Assurance chômage: Gattaz ne veut pas négocier sous « pression » du calendrier électoral

PARIS, 13 décembre 2016 (AFP) – Le président du Medef Pierre Gattaz a estimé mardi que les négociations sur l’assurance chômage, bloquées depuis plusieurs mois, ne devaient pas être soumises à la « pression » de l’élection présidentielle, la signature d’un accord avant mai n’étant pas impérative, selon lui.

« Je ne veux pas qu’on se mette une pression particulière par rapport à l’élection présidentielle », prévue les 23 avril et 7 mai prochains, a assuré le responsable de l’organisation patronale lors d’une conférence de presse.

Si une solution est trouvée « avant mai, tant mieux, si c’est après mai, tant pis », a-t-il ajouté, jugeant nécessaire d’avoir au préalable un « diagnostic » et « une vision partagée » entre les partenaires sociaux sur les défis posés à l’assurance chômage.

« Ce qui est important, c’est ce constat », a insisté M. Gattaz, disant espérer que les partenaires sociaux soient « suffisamment pragmatiques et responsables pour réussir cette phase » de diagnostic, nécessaire avant de « trouver une solution »

« Si on le fait pas, on prouvera à la France et aux Français que sur des sujets majeurs de responsabilité, du paritarisme, on ne sait pas se mettre d’accord, et ça ce n’est pas très bon », a-t-il poursuivi.

Les négociations entre les syndicats et le patronat sur l’assurance chômage sont bloquées depuis le mois de juin, le Medef s’opposant à une demande des syndicats qui souhaitent moduler les cotisations sur les contrats courts.

Bousculés par le calendrier électoral et les critiques sur l’efficacité du paritarisme, le Medef et ses partenaires sociaux ont toutefois renoué le dialogue début décembre, en se donnant deux mois pour relancer les négociations.

Trois séances doivent se tenir, du 4 janvier au 8 février, pour dresser un « diagnostic partagé » souhaité par le Medef. Une réunion est ensuite programmée le 15 février pour dire s’il y a matière ou non à rouvrir les négociations au sens propre.

Faute d’accord, le gouvernement a dû prolonger cet été la convention signée en 2014, tout en poussant les partenaires sociaux à se remettre autour de la table, sans succès jusque-là, certains syndicats accusant le Medef de « jouer la montre » avant le scrutin.

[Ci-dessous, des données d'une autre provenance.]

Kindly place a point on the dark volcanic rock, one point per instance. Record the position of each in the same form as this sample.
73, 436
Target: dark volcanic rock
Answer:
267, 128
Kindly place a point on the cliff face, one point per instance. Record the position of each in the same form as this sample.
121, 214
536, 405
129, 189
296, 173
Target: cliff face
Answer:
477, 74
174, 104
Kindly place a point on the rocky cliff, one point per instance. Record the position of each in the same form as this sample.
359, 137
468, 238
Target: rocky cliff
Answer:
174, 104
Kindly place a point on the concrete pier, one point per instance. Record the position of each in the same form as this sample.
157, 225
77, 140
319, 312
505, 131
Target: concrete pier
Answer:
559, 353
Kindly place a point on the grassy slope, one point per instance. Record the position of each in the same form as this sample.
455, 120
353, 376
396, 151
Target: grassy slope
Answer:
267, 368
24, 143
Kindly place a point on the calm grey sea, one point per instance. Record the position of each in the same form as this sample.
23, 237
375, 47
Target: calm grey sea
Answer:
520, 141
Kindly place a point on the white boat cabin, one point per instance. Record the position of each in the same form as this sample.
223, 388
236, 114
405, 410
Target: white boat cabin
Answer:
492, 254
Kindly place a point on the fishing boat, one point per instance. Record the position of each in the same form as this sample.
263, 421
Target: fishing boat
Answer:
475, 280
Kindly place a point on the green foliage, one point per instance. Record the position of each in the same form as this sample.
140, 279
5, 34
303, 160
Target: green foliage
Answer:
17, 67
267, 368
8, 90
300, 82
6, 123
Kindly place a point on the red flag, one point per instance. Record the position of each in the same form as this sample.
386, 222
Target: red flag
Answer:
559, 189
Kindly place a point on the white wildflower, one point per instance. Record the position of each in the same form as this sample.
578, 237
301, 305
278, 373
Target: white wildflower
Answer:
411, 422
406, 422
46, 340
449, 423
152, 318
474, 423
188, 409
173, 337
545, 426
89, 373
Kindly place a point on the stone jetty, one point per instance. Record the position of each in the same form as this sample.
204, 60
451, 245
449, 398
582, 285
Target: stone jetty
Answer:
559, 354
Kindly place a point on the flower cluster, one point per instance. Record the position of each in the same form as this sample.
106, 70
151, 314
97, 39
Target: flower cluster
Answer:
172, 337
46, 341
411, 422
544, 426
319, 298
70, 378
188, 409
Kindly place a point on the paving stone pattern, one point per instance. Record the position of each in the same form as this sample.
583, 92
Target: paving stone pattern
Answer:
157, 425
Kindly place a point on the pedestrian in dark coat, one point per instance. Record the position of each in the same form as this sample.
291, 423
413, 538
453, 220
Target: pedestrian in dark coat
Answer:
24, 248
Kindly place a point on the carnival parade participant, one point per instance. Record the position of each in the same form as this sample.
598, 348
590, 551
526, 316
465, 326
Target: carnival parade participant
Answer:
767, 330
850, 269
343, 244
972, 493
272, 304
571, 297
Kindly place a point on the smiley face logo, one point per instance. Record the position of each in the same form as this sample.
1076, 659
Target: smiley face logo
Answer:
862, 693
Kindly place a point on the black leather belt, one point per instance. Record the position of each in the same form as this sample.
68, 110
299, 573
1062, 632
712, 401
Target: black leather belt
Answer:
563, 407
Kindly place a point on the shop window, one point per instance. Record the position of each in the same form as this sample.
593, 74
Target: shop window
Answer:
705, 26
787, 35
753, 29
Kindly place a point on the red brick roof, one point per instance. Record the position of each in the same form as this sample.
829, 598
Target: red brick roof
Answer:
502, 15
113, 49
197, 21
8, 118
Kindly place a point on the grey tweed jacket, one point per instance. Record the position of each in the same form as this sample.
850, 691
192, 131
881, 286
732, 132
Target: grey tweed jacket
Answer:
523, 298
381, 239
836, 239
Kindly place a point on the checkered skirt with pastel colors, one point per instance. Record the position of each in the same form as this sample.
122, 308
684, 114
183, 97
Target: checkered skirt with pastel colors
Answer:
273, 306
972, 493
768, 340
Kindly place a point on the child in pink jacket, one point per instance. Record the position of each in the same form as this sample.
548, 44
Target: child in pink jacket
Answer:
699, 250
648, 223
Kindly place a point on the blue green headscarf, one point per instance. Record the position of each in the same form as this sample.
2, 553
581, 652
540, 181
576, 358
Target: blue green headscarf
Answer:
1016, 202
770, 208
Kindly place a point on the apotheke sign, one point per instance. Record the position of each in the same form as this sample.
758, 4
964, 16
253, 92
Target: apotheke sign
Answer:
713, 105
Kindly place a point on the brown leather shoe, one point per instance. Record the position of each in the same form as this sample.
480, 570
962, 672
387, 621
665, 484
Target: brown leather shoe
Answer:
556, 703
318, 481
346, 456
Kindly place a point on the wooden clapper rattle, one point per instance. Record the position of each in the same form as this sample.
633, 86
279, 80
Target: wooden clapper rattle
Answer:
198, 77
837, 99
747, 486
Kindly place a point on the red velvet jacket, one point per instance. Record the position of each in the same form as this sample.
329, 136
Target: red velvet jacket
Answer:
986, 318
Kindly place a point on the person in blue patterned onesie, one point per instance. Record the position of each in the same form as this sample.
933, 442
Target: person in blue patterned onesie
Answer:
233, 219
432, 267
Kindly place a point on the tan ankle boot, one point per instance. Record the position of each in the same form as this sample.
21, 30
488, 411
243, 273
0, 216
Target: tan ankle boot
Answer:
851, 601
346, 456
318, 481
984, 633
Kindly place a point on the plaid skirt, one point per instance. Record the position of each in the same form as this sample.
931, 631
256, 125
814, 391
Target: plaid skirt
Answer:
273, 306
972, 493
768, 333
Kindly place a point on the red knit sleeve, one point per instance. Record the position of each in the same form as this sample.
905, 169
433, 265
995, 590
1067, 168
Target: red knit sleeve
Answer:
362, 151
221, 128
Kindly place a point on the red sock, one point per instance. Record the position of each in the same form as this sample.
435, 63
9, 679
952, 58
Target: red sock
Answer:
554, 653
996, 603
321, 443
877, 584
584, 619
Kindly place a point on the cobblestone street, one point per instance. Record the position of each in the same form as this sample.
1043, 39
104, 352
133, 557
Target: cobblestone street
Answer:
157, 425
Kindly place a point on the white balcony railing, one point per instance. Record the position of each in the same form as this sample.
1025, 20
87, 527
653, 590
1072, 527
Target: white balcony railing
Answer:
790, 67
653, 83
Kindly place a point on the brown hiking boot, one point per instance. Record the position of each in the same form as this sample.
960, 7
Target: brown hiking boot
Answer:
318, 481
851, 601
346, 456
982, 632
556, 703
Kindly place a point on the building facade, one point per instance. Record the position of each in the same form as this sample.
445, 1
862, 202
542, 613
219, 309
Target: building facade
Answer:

Une accusation rejetée par Pierre Gattaz, pour qui la réforme de l’assurance chômage, qui croule sous un déficit de plus de quatre milliards d’euros et une dette record de 30 milliards, doit être l’occasion d’une réflexion « de fond », notamment pour mettre fin aux « dysfonctionnements » qui fragilisent ce dispositif.

« Ceux qui abusent du système, vous savez, il y en a beaucoup. J’en vois toutes les semaines, qui prennent de longues vacances payées par l’assurance chômage alors qu’ils sont dans des bassins d’emploi où il y a du travail », a-t-il assuré, évoquant « un problème de justice ».

Le patron des patrons a toutefois reconnu que ces situations n’étaient pas « majoritaires ». Il faut régler ce problème « en faisant très attention aux populations fragiles, à ceux qui ont vraiment un problème, et il y en a beaucoup », a-t-il ajouté.